### En este proceso la unión de los datasets y la selección de características numéricas son pasos esenciales para desarrollar un modelo de sistema de recomendación de videojuegos efectivo.

In [1]:
import pandas as pd

### Se cargan los archivos .csv en DataFrames. 

In [2]:
df_games = pd.read_csv('output_steam_games_clean.csv')
df_items = pd.read_csv('australian_users_items_clean.csv')

### Se unen los dos DataFrames por la columna “id” utilizando el método .merge()

In [3]:
df_merged = pd.merge(df_games, df_items, on='id', how='inner')

### Visualización del DataFrame Final.

In [4]:
df_merged.head(3)

Unnamed: 0.1,Unnamed: 0,publisher,genres,title,id,developer,Action,Adventure,Animation &amp; Modeling,Audio Production,...,Strategy,Utilities,Video Production,Web Publishing,year,user_id,items_count,steam_id,playtime_forever,playtime_2weeks
0,88338,Valve,Action,Half-Life,70.0,Valve,1,0,0,0,...,0,0,0,0,1998,kube134,476,76561198031442694,4,0
1,88338,Valve,Action,Half-Life,70.0,Valve,1,0,0,0,...,0,0,0,0,1998,76561198030567998,75,76561198030567998,21,0
2,88338,Valve,Action,Half-Life,70.0,Valve,1,0,0,0,...,0,0,0,0,1998,itslonk,133,76561198027380739,8,0


### Se elimina la columna 'genre' para reducir la dimensionalidad 

In [5]:
df_merged.drop(['genres'],axis=1, inplace=True)

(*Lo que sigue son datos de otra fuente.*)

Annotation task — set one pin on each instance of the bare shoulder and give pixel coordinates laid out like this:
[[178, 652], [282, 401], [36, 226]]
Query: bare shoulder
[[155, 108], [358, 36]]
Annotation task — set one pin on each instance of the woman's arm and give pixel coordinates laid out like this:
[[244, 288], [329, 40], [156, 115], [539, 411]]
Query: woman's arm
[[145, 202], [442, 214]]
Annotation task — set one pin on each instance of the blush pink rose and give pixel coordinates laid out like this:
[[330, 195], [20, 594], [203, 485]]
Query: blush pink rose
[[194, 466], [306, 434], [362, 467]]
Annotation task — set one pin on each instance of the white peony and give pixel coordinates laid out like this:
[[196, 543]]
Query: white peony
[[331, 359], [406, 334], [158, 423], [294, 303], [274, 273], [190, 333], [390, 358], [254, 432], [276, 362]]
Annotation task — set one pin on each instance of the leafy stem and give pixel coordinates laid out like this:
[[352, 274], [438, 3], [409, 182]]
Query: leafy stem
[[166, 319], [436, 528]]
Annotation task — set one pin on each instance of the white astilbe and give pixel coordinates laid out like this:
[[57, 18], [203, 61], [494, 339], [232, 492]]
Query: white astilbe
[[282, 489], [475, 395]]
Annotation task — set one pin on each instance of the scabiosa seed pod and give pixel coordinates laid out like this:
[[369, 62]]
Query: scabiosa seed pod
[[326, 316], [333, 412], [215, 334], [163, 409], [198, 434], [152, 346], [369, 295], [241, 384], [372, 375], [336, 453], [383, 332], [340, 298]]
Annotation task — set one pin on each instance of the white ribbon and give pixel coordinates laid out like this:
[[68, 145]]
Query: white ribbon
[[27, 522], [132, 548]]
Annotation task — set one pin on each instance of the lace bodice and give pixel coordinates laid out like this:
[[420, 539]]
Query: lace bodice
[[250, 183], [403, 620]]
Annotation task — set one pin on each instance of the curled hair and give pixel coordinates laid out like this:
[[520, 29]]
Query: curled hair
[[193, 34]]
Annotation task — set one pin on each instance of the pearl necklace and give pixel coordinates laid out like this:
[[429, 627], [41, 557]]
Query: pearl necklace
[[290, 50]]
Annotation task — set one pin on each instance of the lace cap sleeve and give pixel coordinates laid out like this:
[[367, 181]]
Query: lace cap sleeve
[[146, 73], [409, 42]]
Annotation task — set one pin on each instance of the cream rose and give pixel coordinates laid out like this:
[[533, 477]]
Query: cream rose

### El DataFrame Final se exporta a un archivo CSV.

In [6]:
df_merged.to_csv('dataset_final.csv', index=False)

### Se carga el dataset australian_user_reviews_clean.csv

In [7]:
df_reviews = pd.read_csv('australian_user_reviews_clean.csv') 

### Se unen ambos DataFrame por la columna 'user_id' para obtener un DataFrame Final.

In [8]:
df_final = pd.merge(df_merged, df_reviews, on = 'user_id') 

In [9]:
df_final.columns

Index(['Unnamed: 0_x', 'publisher', 'title', 'id', 'developer', 'Action',
       'Adventure', 'Animation &amp; Modeling', 'Audio Production', 'Casual',
       'Design &amp; Illustration', 'Early Access', 'Education',
       'Free to Play', 'Indie', 'Massively Multiplayer', 'Photo Editing',
       'RPG', 'Racing', 'Simulation', 'Software Training', 'Sports',
       'Strategy', 'Utilities', 'Video Production', 'Web Publishing', 'year',
       'user_id', 'items_count', 'steam_id', 'playtime_forever',
       'playtime_2weeks', 'Unnamed: 0_y', 'user_url', 'funny', 'last_edited',
       'item_id', 'helpful', 'recommend', 'review', '0', 'posted_year',
       'sentiment_analysis'],
      dtype='object')

### Se eliminan columnas específicas del DataFrame con el objetivo de reducir su tamaño y mejorar su eficiencia.

In [10]:
df_final.drop(columns=['0', 'Unnamed: 0_x', 'Unnamed: 0_y'], inplace=True)

### El DataFrame obtenido de los diferentes procesos se exporta a un archivo CSV.

In [11]:
df_final.to_csv('dataset_final.csv', index=False)

In [12]:
df_final.head(3)

Unnamed: 0,publisher,title,id,developer,Action,Adventure,Animation &amp; Modeling,Audio Production,Casual,Design &amp; Illustration,...,playtime_2weeks,user_url,funny,last_edited,item_id,helpful,recommend,review,posted_year,sentiment_analysis
0,Valve,Half-Life,70.0,Valve,1,0,0,0,0,0,...,0,http://steamcommunity.com/id/kube134,,,251990.0,1 of 1 people (100%) found this review helpful,True,It's good to be a magical queen... if you surv...,2014.0,2
1,Valve,Half-Life,70.0,Valve,1,0,0,0,0,0,...,0,http://steamcommunity.com/profiles/76561198030...,2 people found this review funny,,332800.0,194 of 282 people (69%) found this review helpful,True,10/10 would take kids here for birthday,2014.0,2
2,Valve,Half-Life,70.0,Valve,1,0,0,0,0,0,...,0,http://steamcommunity.com/profiles/76561198030...,,,319630.0,1 of 2 people (50%) found this review helpful,True,"Well for starters, when I write reviews they a...",2015.0,2


### Se crea un DataSet para seleccionar características numéricas relevantes antes de aplicar las técnicas de recomendación.

In [13]:
df_ord = df_final.select_dtypes(include = (int,float))
df_ord.drop(columns=['Action', 'Adventure',
       'Audio Production', 'Casual', 'Design &amp; Illustration',
       'Early Access', 'Education', 'Free to Play', 'Indie', 'Animation &amp; Modeling',
       'Massively Multiplayer', 'Photo Editing', 'RPG', 'Racing', 'Simulation',
       'Software Training', 'Sports', 'Strategy', 'Utilities',
       'Video Production', 'Web Publishing'], inplace=True)

### El DataFrame obtenido de los diferentes procesos se exporta a un archivo CSV.

In [16]:
df_ord.to_csv('dataset_final_ord.csv', index=False)